Pull Russia into the West

Since coming to office, President Bush has made real progress in challenging some of the lingering legacies of the cold war. He has advanced a vision of defending American national security interests that is not constrained by cold-war logic and agreements. Mr. Bush's new approach to international-security issues has yielded real results - including most notably President Putin's agreement last week to rethink Russia's categorical rejection of missile-defense systems.

But to end the cold war totally will require Bush to advance new thinking on the other major legacy of that era - the divide between rich and poor, democratic and autocratic, NATO and non-NATO that still separates Europe into East and West. This final remnant of the cold war will disappear only when Russia becomes a democracy, fully integrated into Western institutions. Unfortunately, the promotion of Russian democracy has taken a back seat to arms control. In the long run, this is a bad trade for American security interests.

Bush is our first truly post-cold-war president. Before becoming president, even Bill Clinton worried about multiple warheads on Soviet ICBMs, pondered communist expansion in Asia, and was curious enough about the Soviet Union to travel there. Bush was doing other things during the cold war. My guess is that he never met a "Soviet" citizen. Unlike most of his foreign-policy advisers, who made their careers fighting the cold war, Bush's thinking is unencumbered by a past era.

For many, this lack of experience is frightening. Yet Bush's lack of baggage also presents opportunities.

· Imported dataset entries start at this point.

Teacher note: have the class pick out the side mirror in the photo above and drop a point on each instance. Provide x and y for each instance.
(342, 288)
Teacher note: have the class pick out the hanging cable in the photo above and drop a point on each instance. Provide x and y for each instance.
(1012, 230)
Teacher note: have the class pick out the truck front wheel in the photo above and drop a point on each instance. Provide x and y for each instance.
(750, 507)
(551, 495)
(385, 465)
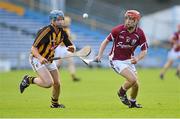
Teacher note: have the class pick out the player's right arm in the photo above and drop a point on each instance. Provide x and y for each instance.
(38, 42)
(103, 45)
(101, 49)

Twelve years after the fall of the Berlin Wall, and 10 years after the Soviet Union broke up, it is striking how many cold-war practices continue. Tens of thousands of US troops remain in Germany, Pentagon war plans still aim to destroy with nuclear missiles Russian military plants (many of which are long out of business), and US and Russian heads of state still meet to discuss arms control.

Bush's willingness to think beyond the cold war must be applauded. Already, he has compelled everyone to rethink the strategic equation between offensive and defensive weapons systems. Though still unwilling to discuss concrete numbers, Bush has reiterated his campaign promise to reduce - unilaterally, if necessary - the number of nuclear warheads in the US arsenal. In agreeing with Putin last weekend to link the discussion of these reductions with consultations about defense systems, Bush has moved closer to convincing the Russians that his plans for missile defense need not threaten their security.

But getting Russian acquiescence on this new equation is the easy part of dismantling cold-war legacies. After all, Presidents Yeltsin and Clinton agreed years ago that nuclear arsenals should be reduced far below levels agreed to in Start II. And despite all the posturing, Putin and his security officials don't really believe that the antiballistic missile treaty is the "cornerstone" of strategic stability between the United States and Russia.

They rightly have calculated that even the most robust US missile-defense system will not make nuclear deterrence obsolete. Most important, Russian government officials know that a US missile-defense system is a tool of limited utility in most foreign- and security-policy issues.

And that's the problem with Bush's current policy toward Russia. By focusing almost exclusively on securing Russian acquiescence to missile defense and the US withdrawal from the ABM treaty, Bush has devoted almost no attention to the most important issue in US-Russian relations - Russian democracy and Russian integration into the West.

If Russia becomes a full-blown dictatorship in the next 10 years, a US missile-defense system will be a rather useless weapon in the arsenal for dealing with an enemy Russia. If, in this worst-case scenario, autocratic Russia decides to invade NATO-member Latvia, destabilize the Georgian government, or trade nuclear weapons with Iran, Iraq, or China, our missile-defense system will do little to deter these hostile acts against US national interests.

The best defense against these potential hostile acts is to promote Russian democracy and integration into the West now. If Russia becomes a full-blown democracy in the next 10 years, then the prospects for conflict between the US and Russia, be it over the Latvian border or the balance of nuclear weapons, will be reduced dramatically. A democratic Russia moving toward entry into the European Union and even NATO will also make possible the unification of Europe and the final disappearance of East-West walls (be it through visa regimes or military alliances) that still divide Europe.

Bush has capitalized on his personal rapport with Putin to change the way our countries think about strategic weapons. It's time for Bush to work with his new friend to advance Russia's integration into the West, a goal that will require the deepening of Russian democracy. If Bush can nudge Putin in a more democratic direction, then he will truly be remembered as the president who buried the last lingering elements of the cold war.

Michael McFaul is a senior associate at the Carnegie Endowment for International Peace and an associate professor of political science at Stanford University. His latest book is 'Russia's Unfinished Revolution: Political Change from Gorbachev to Putin' (Cornell, 2001).